While it's a decent course that goes over a few interesting topics, I have a hard time giving it more than three stars. Reasons for that are below:

(1) Especially the first week felt very slow and repetitive. Most of the material could have been summarized a much smaller timeframe.

(2) The course went over some interesting topics in a very high-level way, but skipped a lot of the details that would have been very interesting to people looking to learn deep learning in depth (like the target audience of this course!).

(3) While I think the approach of having some themed case studies for the test is neat, a lot of the answers left me thinking "well, the correct answer would also depend on X which isn't specified". Good concept to test knowledge in a "discussion/oral exam" session, but IMHO bad for hard "wrong or right" multiple choice tests.

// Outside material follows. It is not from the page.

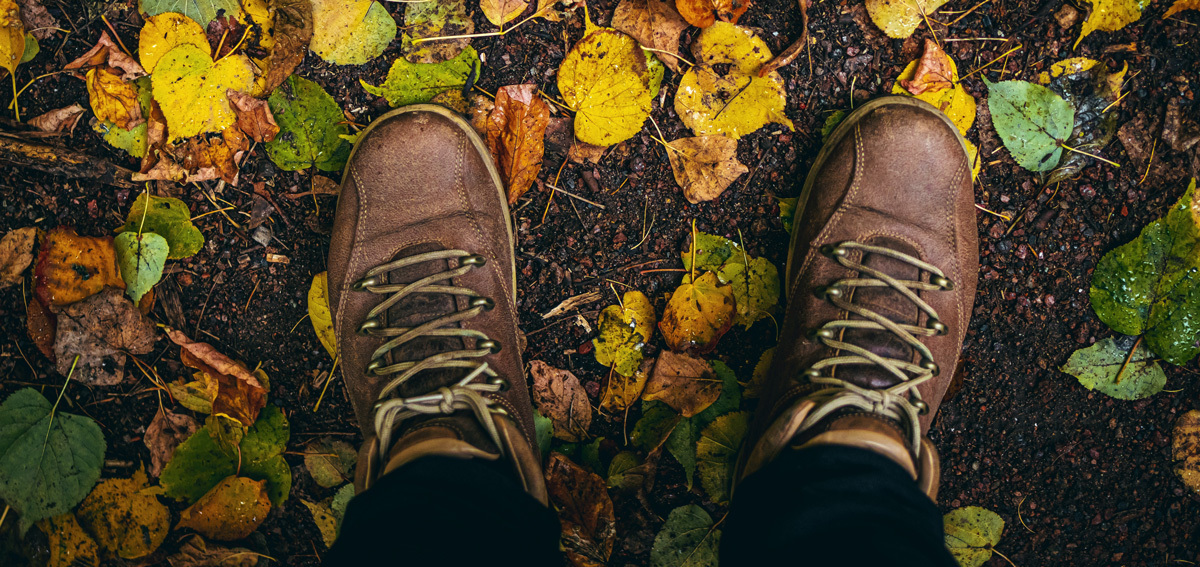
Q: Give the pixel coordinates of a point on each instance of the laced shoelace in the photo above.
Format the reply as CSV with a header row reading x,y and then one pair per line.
x,y
467,393
901,401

(4) Some videos had "black screen" times at the end, errors, cut-offs and repetitions were not cut out, and overall I think this had the least amount of "polishing" of the courses in this specialization so far.

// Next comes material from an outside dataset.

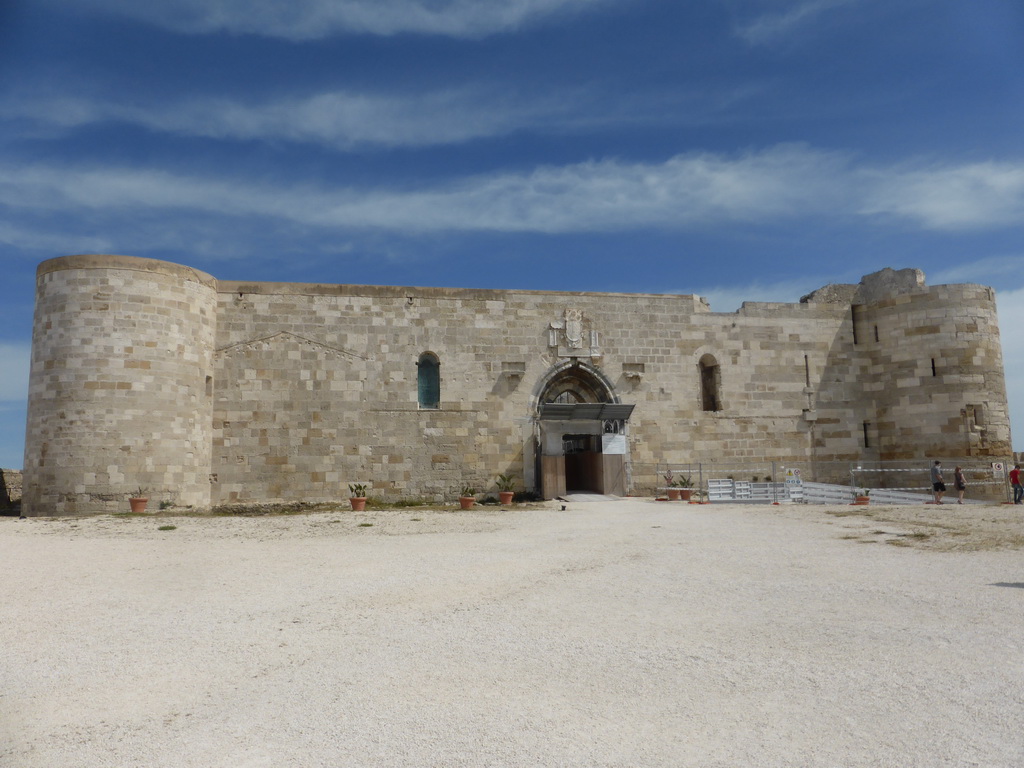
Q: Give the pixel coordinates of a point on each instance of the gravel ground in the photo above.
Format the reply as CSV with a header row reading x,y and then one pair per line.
x,y
630,633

I'd have preferred if the content of this course were a bit more steamlined and merged it into the other courses of this specialization.

By Aristotelis-Angelos P

Jul 6, 2018

Overall, I think that it was a good course but in my opinion, the knowledge of this course cannot be easily transferred to people with very few experience in Machine Learning. Therefore, I was wondering whether it should be the 3rd course or the 5th course in this Deep Learning Specialization! Moreover, in order for someone to deeply comprehend these concepts such that he/she is able to apply them in a Machine Learning project, he/she should work on a project on his own where he/she will meet these concepts and will have to search in order to solve them.Last, personally, even though I am quite satisfied from the courses, I would expect that one more course is added to Coursera which is going to require to build a Deep Learning project! I think that this course should be of more advanced level and require (not Intermediate as those ones) and should require from students to build projects like the ones builded in the cs230 class from Stanford.Greetings from a PhD USC student

By Todd J

Aug 22, 2017

The content in this course is excellent; however, the learning activities are insufficient for truly internalizing the material and do not follow evidence-based guidelines for learning (see the book, Make it Stick). The video lectures cover a lot of ground, but I found that many were a bit too long, often dwelling on points well after they were made. The problem is that the only actual learning activity is a 15 question multiple choice at the end of each week (and there are only two weeks of material). The course would really benefit from having questions embedded in the videos, similar to Udacity style courses. Following those with the 15 question "simulator" would then reinforce the material. However, this course also needs programming assignments at the end of each week so that students can actually gain real experience with the methods and suggestions.

By Anne R

Sep 25, 2019

Good general information is provided but this material could be layered into the other courses in this specialization. I would recommend that the case studies be based on real industry problems that present the backstory of the decisions the teams made. Also programming assignments would be useful in which the impact of incorrectly classified training data is studied in detail or in which images that have been synthesized are used versus not used. It did not take too much time to work through this course so the information provided is worth the cost, but I am not convinced that this series is viewed as more than an opportunity to make some money off of the name brand. Much of the information provided so far is covered in the Deep Learning - Goodfellow text and the extras are vague and repetitive.